Croyez, Monseigneur, qu'il ne viendra pas davantage à Paris étant au Mesnil qu'étant à Caen. J'attends avec impatience cette grâce de votre bonté car vous êtes en même temps bon père et bon mari et ayant été au collège vous connaissez combien un jeune élève est fâché d'être longtemps sans avoir le plaisir de voir ses parents. Si vous voulez bien m'accorder cette grâce, soyez persuadé que j'en conserverai toujours le souvenir.

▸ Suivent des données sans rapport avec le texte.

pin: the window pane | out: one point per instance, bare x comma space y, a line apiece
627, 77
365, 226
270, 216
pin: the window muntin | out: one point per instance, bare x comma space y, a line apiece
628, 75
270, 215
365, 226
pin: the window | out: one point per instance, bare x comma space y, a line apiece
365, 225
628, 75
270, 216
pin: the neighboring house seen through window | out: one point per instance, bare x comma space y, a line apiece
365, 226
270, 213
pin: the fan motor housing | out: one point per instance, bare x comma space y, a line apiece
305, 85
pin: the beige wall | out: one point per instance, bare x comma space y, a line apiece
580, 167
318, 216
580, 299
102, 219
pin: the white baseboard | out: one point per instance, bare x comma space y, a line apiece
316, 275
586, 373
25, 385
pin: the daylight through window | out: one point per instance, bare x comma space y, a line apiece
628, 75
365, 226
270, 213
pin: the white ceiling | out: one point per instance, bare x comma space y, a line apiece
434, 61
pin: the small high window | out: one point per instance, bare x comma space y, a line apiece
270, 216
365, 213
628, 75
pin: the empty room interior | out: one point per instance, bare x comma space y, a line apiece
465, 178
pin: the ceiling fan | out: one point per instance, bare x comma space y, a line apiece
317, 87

J'ai l'honneur d'être, Monseigneur, votre très respectueux et très obéissant serviteur.
Parein fils,
Elève de Sainte-Barbe.
Domine
Tua in bonitate extrema sita est spes mea. Revisendi patris ardenti flagro cupiditate et si animi tui moderationem notam non haberem, ut exulera patrem non Lutetiam, sed villam petere sinas, preces non admoverem.

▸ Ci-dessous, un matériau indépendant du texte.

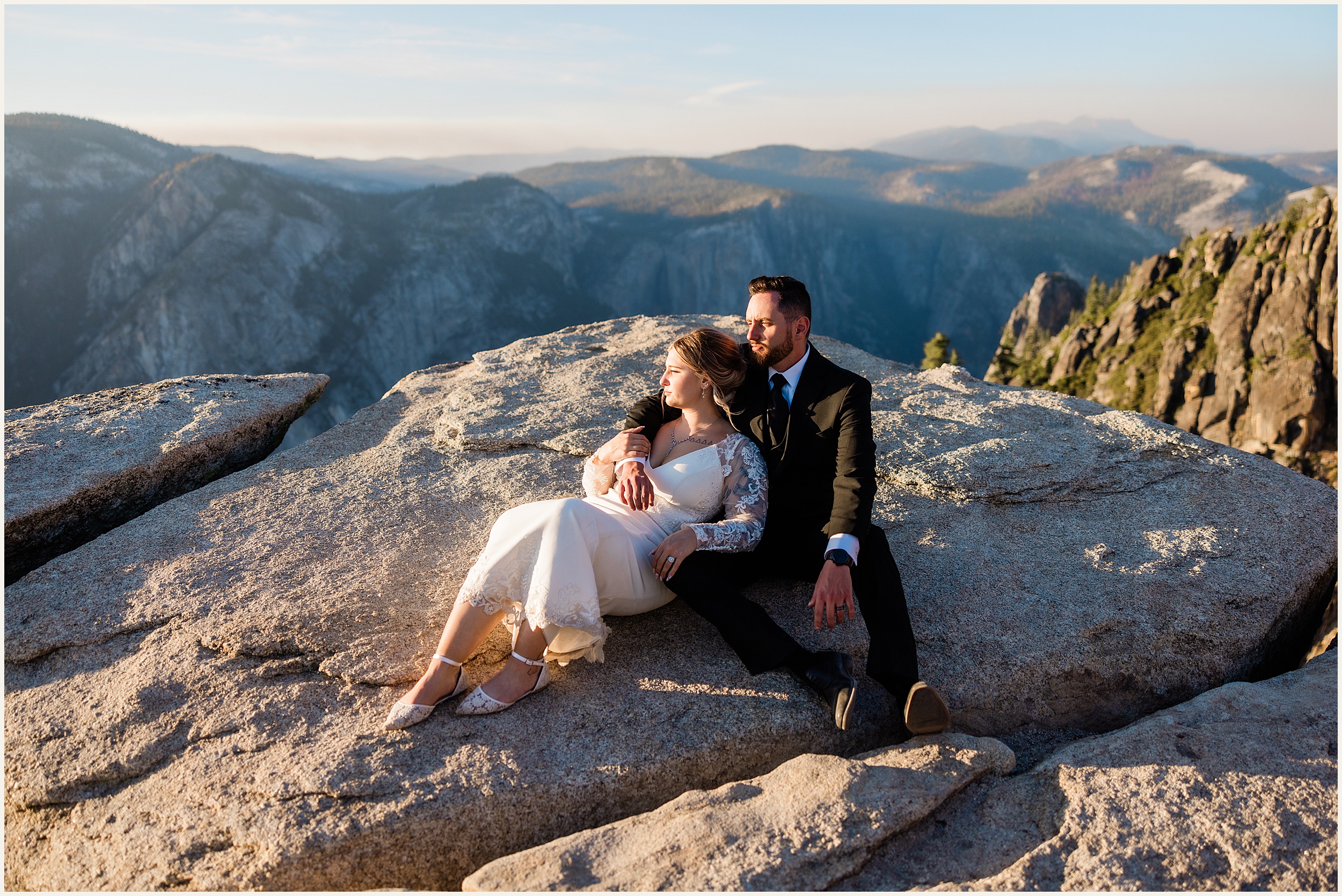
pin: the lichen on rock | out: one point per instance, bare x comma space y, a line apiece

Oro, princeps ob virtutes omnibus carus, noli quod a te peto deuegare. Tanta enia mea esset laetitia, ut clementiam tuam non nunquam praedicarem.
Tibi sum omnino addictus.
Parein Filius.


Deux années durant, l'ex-général multiplie les suppliques. Deux années durant, son fils, bien stylé, y ajouta les siennes et la générale, en tendre épouse, assiégea l'antichambre du ministère de la police, à l'angle de la rue de Beaune, et du quai des Augustins. Tout fut inutile, Réal le protège mais la protection de R2al se heurte à la volonté formelle, obstinée du duc de Rovigo de ne point laisser remettre les pieds à Paris à celui qu'il regarde comme l'âme damnée de son prédécesseur le duc d'Otrante. Tout ce que pourra obtenir l'interné, ce sera une autorisation temporaire d'aller régler à Amiens des affaires d'intérêt, autorisation dont il n'usera pas d'ailleurs.
Les semaines se sont ajoutées aux semaines et les mois se sont ajoutés aux mois. La débâcle impériale est proche. Le trône craque et ses craquements ne sont pas sans être perçus par plus d'une oreille. La police, elle-même, cette police qui, comme l'avare Achéron, ne rendait pas sa proie, se relâche de ses rigueurs. A la fin de 1813, Parein a enfin quitté Caen et il a pu regagner ses pénates de Mesnil-Aubry. Mais Mesnil-Aubry, si près qu'il soit de la capitale n'est point Paris et c'est Paris qu'il faut à cet ancien révolutionnaire qui a toujours vécu au milieu des bas fonds politiques parisiens. Aussi bien Mesnil-Aubry n'est-il plus un séjour idyllique.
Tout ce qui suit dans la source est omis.